C’est drôle, je me souviens encore parfaitement du moment où je me suis sentie adulte pour la première fois.
C’était pas d’habiter en appart loin de chez mes parents, c’était pas de me cuisiner des lunchs pour la semaine en les rangeant soigneusement dans des Tupperware, c’était pas non plus ma fête de dix-huit ans (surtout pas). J’ai compris que j’étais devenue une adulte le jour où j’ai finalement catché que mes parents, papa et maman, étaient avant tout, avant les rôles familiaux respectifs, avant de gérer les couches pis les ados en crise, avant de préparer des vacances au Lac Georges et d’utiliser leurs congés maladie pour les maladies de leurs p’tits, ils étaient (et sont) Michel et Chantal.
Mes parents ont eu une vie avant d’avoir une vie familiale. Ils ont eu des grandes peines, des angoisses, des amours, des surprises. Mes parents étaient exactement comme moi, des jeunes adultes, avec toute la complexité que ça comprend. Ouais. C’est à ce moment-là que je suis devenue une adulte, une vraie, même si je payais mon hydro depuis longtemps déjà.
Mais le moment où je suis devenue une femme, ça, c’est plus complexe. J’imagine que ça aurait dû/pu être le jour de mes premières règles, ou le jour où j’ai fait l’amour pour la première fois, dans un après-midi de canicule. Mais non, c’est pas arrivé à ces moments‑là.
Je suis devenue une femme le jour où, pour une raison X, j’ai participé à un shooting photo. C’est fucké hein? Attendez. En fait, j’ai pris conscience d’être devenue une femme en regardant ces photos plutôt qu’en les prenant.
C’était là, devant moi, mon visage, mes rides discrètes, mon sourire, mes yeux, surtout mes yeux. Ces yeux qui connaissent maintenant la sensualité, l’amour, la liberté, l’ambition, l’affranchissement. Je suis devenue une femme en prenant conscience de mon image, en comprenant ce que les autres voyaient en me regardant.

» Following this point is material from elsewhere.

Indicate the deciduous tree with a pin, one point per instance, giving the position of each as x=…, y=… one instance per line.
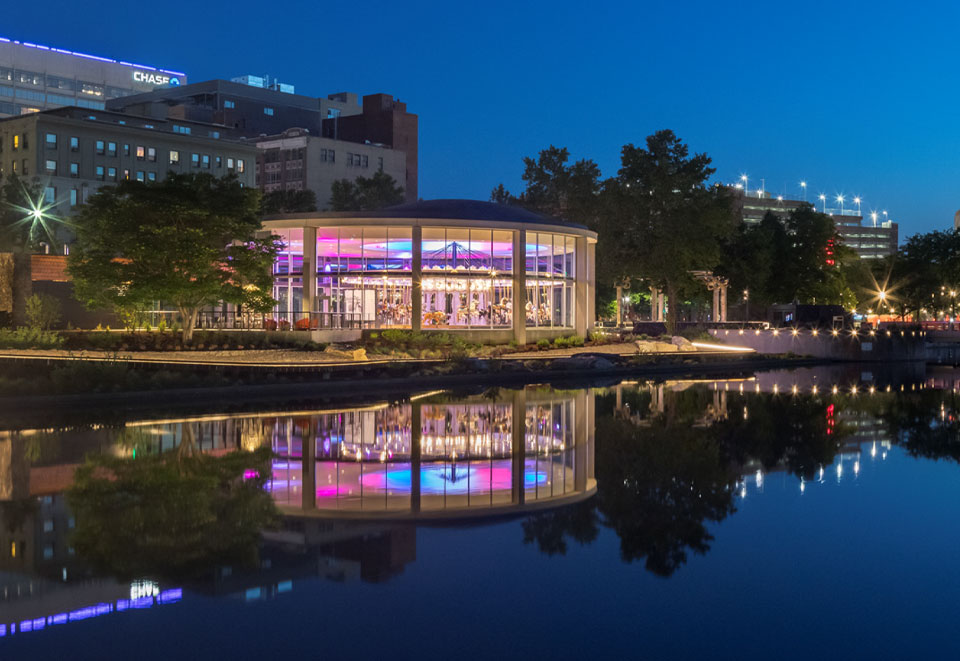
x=189, y=240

J’ai vu sur ces photos, pas la petite fille tannante et confuse que je pensais être, pas la jeune femme en quête d’identité que j’ai longtemps été, pas la jeune femme en quête de sensualité que j’ai mis trop de temps à affranchir, j’ai vu la femme. Moi, une femme.
Le choc était brutal.
Moi qui pensait encore avoir l’air d’une gamine chez qui on cogne pour l’inviter jouer dehors, voilà que je comprenais enfin l’aura féminine qui m’entourait depuis plus longtemps que je ne l’aurais cru.
Je suis une femme.
Pas une fille, une femme. La différence est mince, et énorme à la fois. Une femme, entière, autant dans mon dehors que dans mon dedans, autant dans mes convictions que dans mes sentiments.
Une femme.
Ouais.
C’est complètement effrayant et très cool à la fois. C’est des grandes responsabilités.
Un grand homme de théâtre affirmait que la révolution passerait par la femme, et depuis que j’en suis une, j’ai la certaine conviction qu’il avait raison. Qu’il n’a pas fait de prémonition, mais plutôt qu’il a simplement observé, dans un temps où c’était rare qu’on regarde les femmes dans toute leur grandeur et complexité.
Sur ces photos de moi là, j’ai vu la force, le mystère, l’entêtement, le plaisir, l’enthousiasme. Et c’est pas une question d’apparence, je ne parle pas de mon physique ici, mais plutôt, comment dire, de mon aura? Ou en tout cas ce qui transpire de l’image, ce qui rayonne, ce qui est plus grand que des cheveux bien peignés ou un beau kit.
Sur ces photos de moi, j’ai vu une aura de femme. Une aura de révolution. (Et je suis la moins ésotérique du monde, j’vous l’jure!)
Et c’est beau. C’est grand.
C’est un immense pouvoir que d’être une femme, attendez de voir que chaque femme le réalise!